Friday, June 11, 2004

I have bought a couple of books from Amazon. This will help in having a sound basis for another look at things.


I have read articles about 'mode 2 knowledge' and have an idea what it is about. The actual book seems to confim my impression so far but there is a lot of detail to consider. On the web there are several PDFs that seem consistent with the book and explain the ideas ok. A short one with relevance for management is at

Found through Google. This explains a view that most management studies aim at mode 1, although managers trying to learn something would benefit from mode 2.

I think my own project is definitely mode 2 so I am going to stop trying to write as if for mode 1. I think this explains some of the problems with critique etc.
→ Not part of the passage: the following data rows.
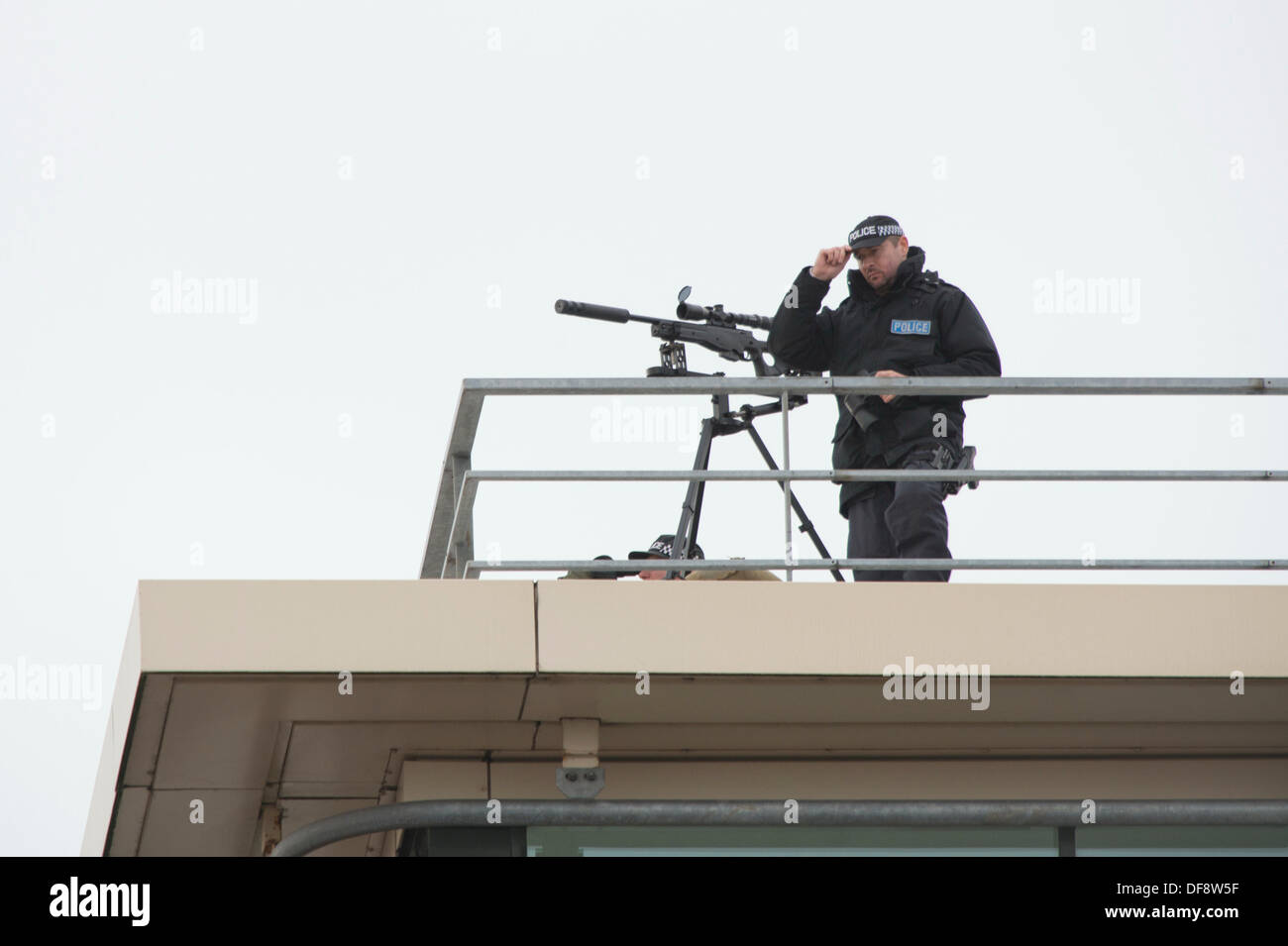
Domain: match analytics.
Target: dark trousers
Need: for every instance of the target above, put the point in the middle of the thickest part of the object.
(901, 520)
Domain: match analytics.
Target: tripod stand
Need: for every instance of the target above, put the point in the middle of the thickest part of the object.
(720, 422)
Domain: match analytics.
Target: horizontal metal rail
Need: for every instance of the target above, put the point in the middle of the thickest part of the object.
(928, 386)
(864, 475)
(450, 549)
(630, 567)
(760, 813)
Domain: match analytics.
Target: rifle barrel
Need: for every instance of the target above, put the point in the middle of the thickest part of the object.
(590, 310)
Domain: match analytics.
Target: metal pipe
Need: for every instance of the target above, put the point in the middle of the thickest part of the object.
(863, 475)
(476, 567)
(774, 386)
(761, 813)
(787, 484)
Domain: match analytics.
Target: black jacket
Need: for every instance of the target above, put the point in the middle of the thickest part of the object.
(870, 332)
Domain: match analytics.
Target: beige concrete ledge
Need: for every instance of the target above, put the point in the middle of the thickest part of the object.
(364, 627)
(859, 628)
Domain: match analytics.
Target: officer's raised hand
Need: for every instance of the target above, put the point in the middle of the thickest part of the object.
(829, 263)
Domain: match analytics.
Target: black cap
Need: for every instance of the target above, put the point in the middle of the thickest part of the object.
(661, 549)
(874, 229)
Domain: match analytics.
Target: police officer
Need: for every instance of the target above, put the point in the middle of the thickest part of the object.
(900, 321)
(661, 549)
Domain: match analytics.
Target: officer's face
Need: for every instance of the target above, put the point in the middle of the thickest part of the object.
(881, 262)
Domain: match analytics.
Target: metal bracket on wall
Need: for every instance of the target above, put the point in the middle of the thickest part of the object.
(580, 775)
(580, 783)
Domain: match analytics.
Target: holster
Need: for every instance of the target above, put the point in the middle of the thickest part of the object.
(944, 460)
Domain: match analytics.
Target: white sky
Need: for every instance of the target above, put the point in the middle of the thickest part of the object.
(381, 172)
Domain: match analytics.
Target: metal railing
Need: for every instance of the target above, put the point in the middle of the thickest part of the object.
(1064, 815)
(450, 550)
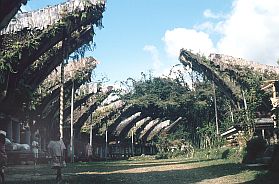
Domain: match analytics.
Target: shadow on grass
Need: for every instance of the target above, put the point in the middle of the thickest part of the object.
(165, 177)
(268, 177)
(178, 175)
(115, 166)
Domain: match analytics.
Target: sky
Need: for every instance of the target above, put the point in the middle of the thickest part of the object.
(146, 35)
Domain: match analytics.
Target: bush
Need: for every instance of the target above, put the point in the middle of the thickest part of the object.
(255, 147)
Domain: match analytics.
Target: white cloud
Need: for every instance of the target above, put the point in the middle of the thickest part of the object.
(178, 38)
(252, 31)
(157, 64)
(209, 14)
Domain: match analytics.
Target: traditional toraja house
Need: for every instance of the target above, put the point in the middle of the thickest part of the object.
(31, 48)
(8, 9)
(231, 75)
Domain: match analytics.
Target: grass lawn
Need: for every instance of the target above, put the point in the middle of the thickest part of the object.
(149, 171)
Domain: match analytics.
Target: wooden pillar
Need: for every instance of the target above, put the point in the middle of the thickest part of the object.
(10, 130)
(16, 132)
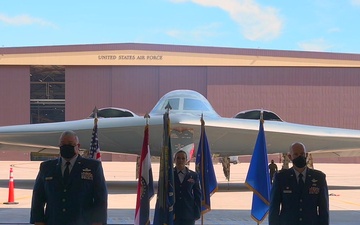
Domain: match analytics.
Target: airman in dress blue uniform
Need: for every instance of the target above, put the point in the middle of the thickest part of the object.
(299, 195)
(187, 206)
(76, 195)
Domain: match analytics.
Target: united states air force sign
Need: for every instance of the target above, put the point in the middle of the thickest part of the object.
(130, 57)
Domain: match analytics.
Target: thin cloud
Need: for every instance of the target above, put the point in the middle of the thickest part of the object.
(23, 20)
(198, 33)
(316, 45)
(355, 2)
(256, 22)
(334, 30)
The article by Joan van Aken has not got a critique angle on practitioners or 'prescription', just an explanation of academic attitudes to 'Heathrow' types of book such as managers read. I can't help thinking though that Foucault and Habermas are definitely Mode 1 as they appear in the literature.

The New Production of Knowledge Gibbons and others Sage 1994


A Manager's Guide to Leadership is the latest book from Mike Pedlar, John Burgoyne and Tom Boydell. I hope to understand why there is a new emphasis on Leadership. I am still stuck on organisations as such. Somehow the 'learning organisation' proved to be difficult so the Management Learning subject has moved on. My first impression is that this will be a useful book. It includes a Senge quote and the idea of a learning organisation is still included. There is even a positive presentation of the Excellence model and a mention for Dr Deming. Previously 'quality' ideas were seen as outmoded, particularly quality circles. The book is concentrating on personal development but there is an idea of organisation as well. The question of how people learn from quality systems is inside the scope.

McGraw Hill 2004

I don't think Deming is 'prescriptive', he seems less so the more I find out about what he said. Change cannot come from within the system. Well, what can that mean?